LG Electronics posted revenue of 23.7272 trillion won and operating profit of 1.6737 trillion won in the first quarter of this year. Those figures were up 4.3% and 32.9%, respectively, from a year earlier.
It also forecast that the media entertainment solutions business will generate modest revenue over the next 1–2 years. S&P explained, "Demand for upgrading to premium products such as large OLED TVs will support growth, and businesses based on the webOS platform are also expected to expand."
For the vehicle component solutions business, it offered the outlook that continued growth and improved profitability are expected, based on strong market positions in key product lines such as telematics and infotainment.
S&P said, "Liabilities will continue to decline under a strict financial policy," adding, "LG Electronics' liabilities-to-EBITDA (earnings before interest, taxes, depreciation and amortization) ratio will improve from 1.6 times in 2025 to 1.2 times in 2026, and to around 1.0 time in 2027."

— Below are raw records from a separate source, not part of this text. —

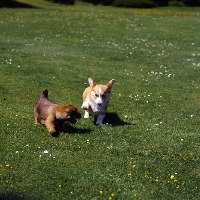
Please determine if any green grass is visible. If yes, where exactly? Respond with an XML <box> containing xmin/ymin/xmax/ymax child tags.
<box><xmin>0</xmin><ymin>0</ymin><xmax>200</xmax><ymax>200</ymax></box>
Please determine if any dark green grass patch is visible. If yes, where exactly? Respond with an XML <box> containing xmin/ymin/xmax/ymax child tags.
<box><xmin>0</xmin><ymin>0</ymin><xmax>200</xmax><ymax>200</ymax></box>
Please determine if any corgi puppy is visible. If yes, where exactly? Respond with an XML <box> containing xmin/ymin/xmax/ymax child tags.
<box><xmin>34</xmin><ymin>89</ymin><xmax>81</xmax><ymax>136</ymax></box>
<box><xmin>81</xmin><ymin>78</ymin><xmax>115</xmax><ymax>125</ymax></box>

It added that improvements in the results and financial structure of LG Display, in which LG Electronics holds 36.7% equity, also contributed to the upgrade.
Earlier this year, another international credit rating agency, Moody's, also raised LG Electronics' credit rating by one notch to Baa1 (stable) from Baa2 (positive). In May, domestic credit rating agency Korea Ratings raised LG Electronics' rating outlook to "AA positive" from "AA stable."